Today’s New York Times carried a story about the travails of chief White House speechwriter Bill McGurn and his fellow scribes as they labored long and hard on the text of President Bush’s State of the Union Message.
Naturally, I sympathize with the frustrations and long hours that White House speechwriters must endure, but I have to say that I laughed out loud at the article’s penultimate paragraph, which declared:
“For his part, Mr. McGurn is a bit tired after a month of 12-hour days and 6:45 a.m. phone calls, and in need of a decent meal. In one eight-day stretch after Christmas, he and fellow writers ate breakfast, lunch and dinner every day in the White House mess, except when it was closed, as it was for dinner on New Year’s Day.”
So –- one can’t get a decent meal at the White House mess? Is that what the Times reporter is saying? I never had any complaints about the menu any time that I was lucky enough to dine there. Perhaps the quality of the food has gone down since then.
Must be tough, having to eat breakfast, lunch and dinner every day at the White House mess!
Bush’s speechwriters should be glad that they are working for the younger rather than the elder George Bush.
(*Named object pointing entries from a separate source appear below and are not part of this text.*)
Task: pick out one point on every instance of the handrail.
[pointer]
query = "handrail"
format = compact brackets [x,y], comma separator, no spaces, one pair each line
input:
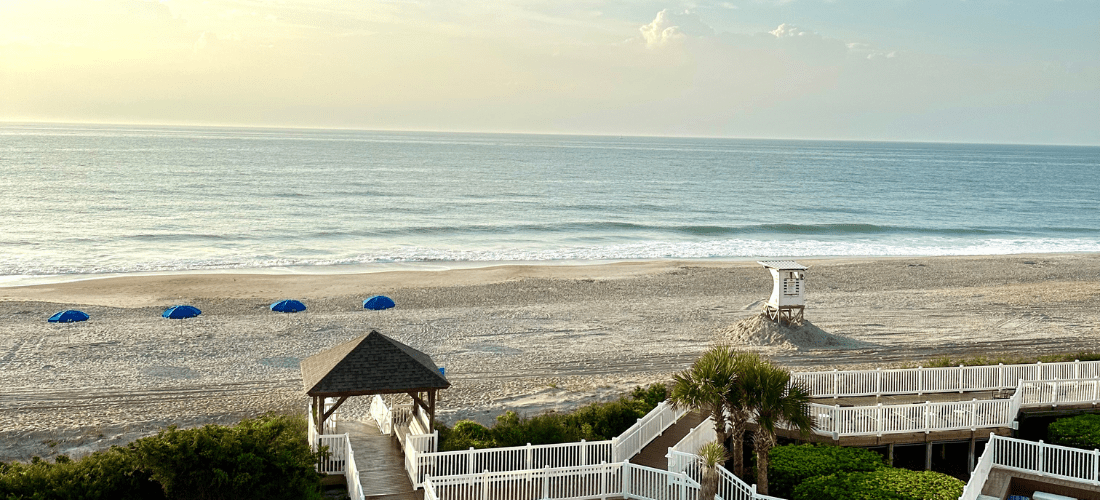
[645,430]
[920,380]
[1040,458]
[697,436]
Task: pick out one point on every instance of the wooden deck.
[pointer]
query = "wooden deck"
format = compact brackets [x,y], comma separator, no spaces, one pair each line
[380,462]
[655,454]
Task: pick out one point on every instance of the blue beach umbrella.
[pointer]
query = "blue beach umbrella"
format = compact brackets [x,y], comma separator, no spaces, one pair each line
[180,312]
[288,306]
[68,317]
[378,302]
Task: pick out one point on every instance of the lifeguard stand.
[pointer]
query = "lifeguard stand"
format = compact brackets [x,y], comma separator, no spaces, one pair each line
[788,300]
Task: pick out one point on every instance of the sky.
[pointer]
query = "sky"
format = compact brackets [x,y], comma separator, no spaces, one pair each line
[942,70]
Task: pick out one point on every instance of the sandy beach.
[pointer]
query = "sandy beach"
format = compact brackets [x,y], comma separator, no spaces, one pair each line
[524,337]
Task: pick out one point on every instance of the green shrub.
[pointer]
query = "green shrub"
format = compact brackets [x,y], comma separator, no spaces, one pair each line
[1079,432]
[791,465]
[260,458]
[105,475]
[886,484]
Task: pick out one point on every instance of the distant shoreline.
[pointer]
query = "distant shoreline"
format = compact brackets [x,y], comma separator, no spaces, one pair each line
[442,266]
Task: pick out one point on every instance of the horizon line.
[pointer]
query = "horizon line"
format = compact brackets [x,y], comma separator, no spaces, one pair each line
[580,134]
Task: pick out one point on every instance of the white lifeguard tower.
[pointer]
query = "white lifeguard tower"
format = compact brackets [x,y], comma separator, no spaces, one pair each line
[788,300]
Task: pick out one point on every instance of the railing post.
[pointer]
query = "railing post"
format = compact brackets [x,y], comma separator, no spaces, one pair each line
[546,482]
[1096,466]
[836,384]
[879,417]
[604,479]
[925,412]
[836,422]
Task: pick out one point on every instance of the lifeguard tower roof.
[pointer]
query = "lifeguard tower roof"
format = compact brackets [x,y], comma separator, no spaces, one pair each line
[785,265]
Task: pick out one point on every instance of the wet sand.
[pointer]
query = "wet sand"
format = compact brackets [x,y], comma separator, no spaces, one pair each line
[526,337]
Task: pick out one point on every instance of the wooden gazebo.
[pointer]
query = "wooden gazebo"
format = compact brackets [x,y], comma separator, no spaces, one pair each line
[372,364]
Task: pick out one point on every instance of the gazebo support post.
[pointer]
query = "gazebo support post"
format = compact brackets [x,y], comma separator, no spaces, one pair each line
[431,410]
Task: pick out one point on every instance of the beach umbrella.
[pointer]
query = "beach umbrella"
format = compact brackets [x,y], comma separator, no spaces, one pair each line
[180,312]
[378,302]
[68,317]
[288,306]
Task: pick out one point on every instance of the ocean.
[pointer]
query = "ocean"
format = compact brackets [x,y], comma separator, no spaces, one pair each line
[81,200]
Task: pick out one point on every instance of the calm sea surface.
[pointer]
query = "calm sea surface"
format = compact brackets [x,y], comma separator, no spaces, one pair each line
[122,199]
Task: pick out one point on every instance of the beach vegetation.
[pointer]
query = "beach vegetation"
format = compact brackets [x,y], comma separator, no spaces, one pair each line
[592,422]
[704,386]
[884,484]
[791,465]
[1078,432]
[712,454]
[773,401]
[266,457]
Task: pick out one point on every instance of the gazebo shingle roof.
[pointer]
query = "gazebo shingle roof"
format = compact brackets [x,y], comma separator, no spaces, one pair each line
[372,364]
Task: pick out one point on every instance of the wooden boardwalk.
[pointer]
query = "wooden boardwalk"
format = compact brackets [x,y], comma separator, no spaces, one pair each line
[380,462]
[656,453]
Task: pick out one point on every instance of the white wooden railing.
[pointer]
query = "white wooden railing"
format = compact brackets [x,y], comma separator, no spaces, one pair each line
[729,487]
[1075,391]
[920,380]
[422,457]
[696,437]
[466,462]
[580,482]
[1040,458]
[645,430]
[339,457]
[927,417]
[382,414]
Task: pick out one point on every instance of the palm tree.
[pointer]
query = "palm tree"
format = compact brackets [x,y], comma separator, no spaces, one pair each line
[737,409]
[773,401]
[704,386]
[712,455]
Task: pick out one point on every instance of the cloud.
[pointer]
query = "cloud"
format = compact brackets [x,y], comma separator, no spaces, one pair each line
[671,26]
[788,30]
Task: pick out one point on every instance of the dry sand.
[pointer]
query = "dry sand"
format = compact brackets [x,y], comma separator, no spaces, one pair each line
[526,337]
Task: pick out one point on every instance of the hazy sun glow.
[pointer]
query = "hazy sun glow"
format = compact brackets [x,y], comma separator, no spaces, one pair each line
[894,69]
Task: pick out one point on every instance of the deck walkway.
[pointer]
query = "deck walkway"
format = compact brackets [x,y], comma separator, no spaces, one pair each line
[380,462]
[656,453]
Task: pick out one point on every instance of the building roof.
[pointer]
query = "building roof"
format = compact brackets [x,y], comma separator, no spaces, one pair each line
[782,265]
[372,364]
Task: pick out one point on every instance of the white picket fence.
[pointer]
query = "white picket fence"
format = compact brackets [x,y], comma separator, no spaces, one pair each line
[729,487]
[382,414]
[920,380]
[696,437]
[580,482]
[340,458]
[645,430]
[1040,458]
[421,458]
[927,417]
[1074,391]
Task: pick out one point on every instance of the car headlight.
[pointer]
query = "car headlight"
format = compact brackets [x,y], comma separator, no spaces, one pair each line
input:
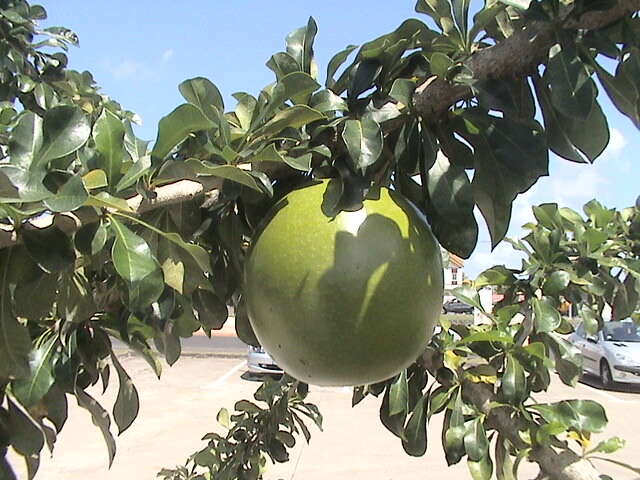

One of the first things the elder Bush did on becoming president was to revoke the speechwriters’ mess privileges. And this was done not only publicly, but ostentatiously. The Bush team wanted to emphasize the break with the previous administration. Ronald Reagan was the “great communicator;” George H.W. Bush was going to be the “great administrator.” Henceforth, speechwriters were to be regarded as supernumeraries.
Ironically, after making such a show of downgrading the speechwriters, the Bush team later tried to blame the failure of Bush’s reelection campaign on the hapless wordsmiths. Irony indeed: the speechwriters never suspected that they were so important until they were scapegoated.
I don’t know if Bill Clinton’s speechwriters had mess privileges or not. I do recall hearing one of them tell how Mr. Clinton once introduced him to a visitor as “the man who typed my State of the Union message. So I don’t imagine that speechwriters got a lot of respect during the Clinton years, either.
Yes, the hours are long and the frustrations are many for White House speechwriters. But I’m not going to feel too sorry for them –- even if they have to rough it at the White House mess.